Descriptions of graded work

Methods Assignments:
Methods assignments are posted on the Statistics 49S course web site on Blackboard.  Students turn in these assignments at the beginning of class on the due date.  Students are permitted to work with others on the assignments, but each person must write up and turn in their own answers.  The methods assignments include questions on the computational and the mathematical aspects of the methods that underpin the statistical models we learn during the semester.

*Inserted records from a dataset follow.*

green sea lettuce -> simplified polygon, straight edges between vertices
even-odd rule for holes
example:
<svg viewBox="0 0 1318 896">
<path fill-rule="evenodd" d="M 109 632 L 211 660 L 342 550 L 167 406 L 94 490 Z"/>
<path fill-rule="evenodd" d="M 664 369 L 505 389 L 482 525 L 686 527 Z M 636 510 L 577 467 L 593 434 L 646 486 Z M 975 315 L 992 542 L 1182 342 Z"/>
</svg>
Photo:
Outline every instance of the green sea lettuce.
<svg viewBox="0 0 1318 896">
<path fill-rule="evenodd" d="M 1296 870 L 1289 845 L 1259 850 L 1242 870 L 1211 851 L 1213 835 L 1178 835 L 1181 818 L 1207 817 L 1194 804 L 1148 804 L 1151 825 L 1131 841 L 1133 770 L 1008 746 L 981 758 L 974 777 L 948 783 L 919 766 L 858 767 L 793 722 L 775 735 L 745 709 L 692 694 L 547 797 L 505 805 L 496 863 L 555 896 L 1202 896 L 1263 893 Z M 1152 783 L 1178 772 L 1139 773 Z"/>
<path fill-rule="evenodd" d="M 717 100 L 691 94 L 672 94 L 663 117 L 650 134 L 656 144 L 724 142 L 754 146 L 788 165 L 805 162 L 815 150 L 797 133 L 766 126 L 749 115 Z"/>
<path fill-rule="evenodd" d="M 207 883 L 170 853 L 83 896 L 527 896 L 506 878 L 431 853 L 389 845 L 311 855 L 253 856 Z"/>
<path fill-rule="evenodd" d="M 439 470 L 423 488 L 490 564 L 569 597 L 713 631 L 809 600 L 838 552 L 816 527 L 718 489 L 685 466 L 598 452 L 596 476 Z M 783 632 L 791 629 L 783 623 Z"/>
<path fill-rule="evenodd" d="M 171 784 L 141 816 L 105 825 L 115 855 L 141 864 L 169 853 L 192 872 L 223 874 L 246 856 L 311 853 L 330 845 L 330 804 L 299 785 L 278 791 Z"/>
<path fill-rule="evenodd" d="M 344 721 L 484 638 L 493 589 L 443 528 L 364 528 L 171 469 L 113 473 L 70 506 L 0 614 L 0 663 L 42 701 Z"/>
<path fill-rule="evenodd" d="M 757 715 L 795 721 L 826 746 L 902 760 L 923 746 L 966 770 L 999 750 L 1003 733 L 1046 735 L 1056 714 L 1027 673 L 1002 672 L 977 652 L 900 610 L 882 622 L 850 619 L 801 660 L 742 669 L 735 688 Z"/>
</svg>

Data Analysis Assignments:
Data analysis assignments are posted on the Statistics 49S course web site on Blackboard.  Students turn in these assignments at the beginning of class on the due date.  Students are permitted to work with others on the assignments, but each person must write up and turn in their own answers.  The data analysis assignments apply the skills and models discussed in seminar and the readings to analyze data.

Final Project:
For the final
project, students work individually to analyze a data-based research question of their choosing, subject to the instructor's approval.  Students can ask the instructor for assistance with identifying appropriate data.  Students write an 8 - 12 page paper describing their data analysis.  The paper is due at the end of the semester.  Students present their research to the class at the end of the semester.  See the  Course Assignments folder on Blackboard or the online instructions for the final project for details (these are the same files).


Academic honesty

Students are expected to abide by Duke's Community Standard for all work for this course.  Violations of the Standard will result in a failing final grade for this course and will be reported to the Dean of Students for adjudication.  Ignorance of what constitutes academic dishonesty is not a justifiable excuse for violations.

For the methods and data analysis assignments, students may work with a study group with others but each student must submit his or her own answers.  For the final project, students are required to perform the data analysis, write statistical programs, and write the paper individually (although students can consult with the instructor and discuss ideas with other students in the class).